Winchester Public Schools announced a DESE high-dosage early literacy tutoring award that will fund 1:1 or small-group, 15-minute virtual sessions (up to 10 weeks) targeted at students scoring below benchmark on DIBELS, with first grade prioritized. The state will provide a vetted vendor; district staff said details on seats, scheduling and curriculum remain to be finalized.

Winchester Public Schools received notice from the Massachusetts Department of Elementary and Secondary Education that the district was awarded a high-dosage early literacy tutoring grant, district leaders said at the Jan. 22 School Committee meeting.

Assistant Superintendent Kirby, who provided the initial overview, said the program targets students identified by DIBELS as scoring in the red or yellow ranges and that the district expects to prioritize first graders. "These will be 1 to 1 sessions or a very small group," she said, adding sessions would run multiple times per week for about 15 minutes and could continue for up to 10 weeks. Kirby said families will be notified and given an opt-out option.

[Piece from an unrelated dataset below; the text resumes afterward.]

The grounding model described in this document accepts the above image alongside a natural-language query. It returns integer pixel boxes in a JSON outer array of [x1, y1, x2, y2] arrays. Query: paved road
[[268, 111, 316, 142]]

Superintendent Hackett told the committee the award arrived after the agenda posted and that the district is still confirming parameters. He said the state has provided a vetted vendor in other districts and described the award as a resource provided to the district rather than a direct district contract: "There is no action tonight; we are recipients of the service and the state is contracting with the vendor," he said.

Committee members asked whether the grant provides cash that would fund new district staff or whether the state-selected vendor will supply services directly. Kirby said the current understanding is that the state allocated a number of "seats" and hours per school and assigned an approved vendor; the district will confirm whether services will be delivered only to Winchester students and whether the vendor's curriculum will align to existing tier 2 or IEP services. Staff emphasized the program is intended to supplement, not supplant, existing interventions.

District leaders said they will confirm implementation details, including whether virtual sessions will require adult supervision in schools, how contractors would coordinate with classroom teachers, and which students will be eligible. Staff committed to returning to the committee with fuller information once the district accepts the grant and receives final terms from DESE.

The committee did not take a formal vote on acceptance at the Jan. 22 meeting because no district action was required to receive the service; members asked staff to distribute details to families and educators when available.